2. It shows that, actually, it’s SJWs who are hurting women in male-dominated occupations. Another important belief of the tech-oriented subset of the anti-feminist crowd is that SJWs couldn’t care less about actual, real-life women in STEM fields. They’re really just in it for the attention, the sense of self-righteousness, and for the money that the most popular SJWs can get from speaking fees, Patreon support, or whatever else. And their greed is a shame — a damn shame! — because all their scare-mongering over sexual harassment and rape actually does is hurt the selfsame women SJWs are purporting to want to help. In reality, it’s the people who can see through feminism’s evil smoke and mirrors who really want to help women in STEM by simply letting them rise based on their own merits, rather than stymieing and confusing them with coddling, scare-mongering, or both. It’s basically “Democrats are the real racists for supporting affirmative action,” but for tech.

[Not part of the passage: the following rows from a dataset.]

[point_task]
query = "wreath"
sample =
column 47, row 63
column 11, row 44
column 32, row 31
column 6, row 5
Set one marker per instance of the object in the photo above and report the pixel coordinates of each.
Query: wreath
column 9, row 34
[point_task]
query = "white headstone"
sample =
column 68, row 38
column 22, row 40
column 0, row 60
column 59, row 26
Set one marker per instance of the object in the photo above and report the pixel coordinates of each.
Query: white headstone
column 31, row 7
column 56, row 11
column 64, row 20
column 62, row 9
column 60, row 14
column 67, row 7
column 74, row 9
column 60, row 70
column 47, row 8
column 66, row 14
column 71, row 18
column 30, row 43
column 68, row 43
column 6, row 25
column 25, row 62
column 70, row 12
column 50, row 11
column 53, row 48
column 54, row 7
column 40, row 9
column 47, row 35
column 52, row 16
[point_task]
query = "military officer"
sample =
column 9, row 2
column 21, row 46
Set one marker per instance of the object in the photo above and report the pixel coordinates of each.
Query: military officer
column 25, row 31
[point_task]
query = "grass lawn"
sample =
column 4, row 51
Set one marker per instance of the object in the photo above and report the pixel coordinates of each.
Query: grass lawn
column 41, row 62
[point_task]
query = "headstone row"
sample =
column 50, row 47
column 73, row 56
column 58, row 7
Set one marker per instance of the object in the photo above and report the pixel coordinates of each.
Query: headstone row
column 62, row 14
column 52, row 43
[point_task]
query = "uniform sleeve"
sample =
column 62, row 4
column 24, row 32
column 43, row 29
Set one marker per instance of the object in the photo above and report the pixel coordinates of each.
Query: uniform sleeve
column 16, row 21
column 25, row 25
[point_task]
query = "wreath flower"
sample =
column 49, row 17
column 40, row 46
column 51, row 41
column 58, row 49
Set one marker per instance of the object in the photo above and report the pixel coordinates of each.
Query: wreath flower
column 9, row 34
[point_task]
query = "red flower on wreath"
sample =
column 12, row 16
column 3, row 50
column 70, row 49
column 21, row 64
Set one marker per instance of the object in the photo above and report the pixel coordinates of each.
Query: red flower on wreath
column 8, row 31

The second and third sentences of Raymond’s blog post, in which he immediately imparts to his readers the practical ramifications of the bombshell he’s about to drop, nails this idea in perfect-10 fashion: “The short version is: if you are any kind of open-source leader or senior figure who is male, do not be alone with any female, ever, at a technical conference. Try to avoid even being alone, ever, because there is a chance that a ‘women in tech’ advocacy group is going to try to collect your scalp.” A redditor takes things to their natural conclusion in one of the top-rated comments on KiA: “The outcome of this SJW campaign is that it’s actively hurting women in tech. If you can’t mentor them one-on-one without fearing false sexual harassment charges, then women are losing opportunities that male peers have.”
In other words: Thanks, SJWs — Eric Raymond and countless other generous men wanted to mentor women, and you made it impossible.

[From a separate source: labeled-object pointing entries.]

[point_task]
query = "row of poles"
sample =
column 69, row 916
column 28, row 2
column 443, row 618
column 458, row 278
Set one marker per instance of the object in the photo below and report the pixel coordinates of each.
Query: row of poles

3. It provides yet further evidence that behind even anodyne-seeming feminist organizations lie shadowy conspiracies and evil intentions. Online anti-feminists, particularly Gamergaters, love conspiracy theories. They are the bread and butter of KiA and other like-minded communities. The standards for evidence in these communities are notoriously low, and the prevailing paranoia and resentment give rise to doozy after doozy — anyone with explicitly feminist views is likely part of something bigger and darker. This is a movement that took Anita Sarkeesian — someone whose crime was making videos expressing the opinion that video games don’t always depict women well — and turned her into a radical feminist kingpin of almost limitless power and malevolence.
In this case, the target of tin-foil-hattery is the Ada Initiative, an organization with pretty straightforward and, to most normal people, noncontroversial goals: be more sensitive to the ways tech can be unwelcoming for women. It is a giant leap from these goals to “They are probably trying to frame men for rape,” but if you’re an angry online anti-feminist — or someone who profits off their clicks — it’s a depressingly easy one to make.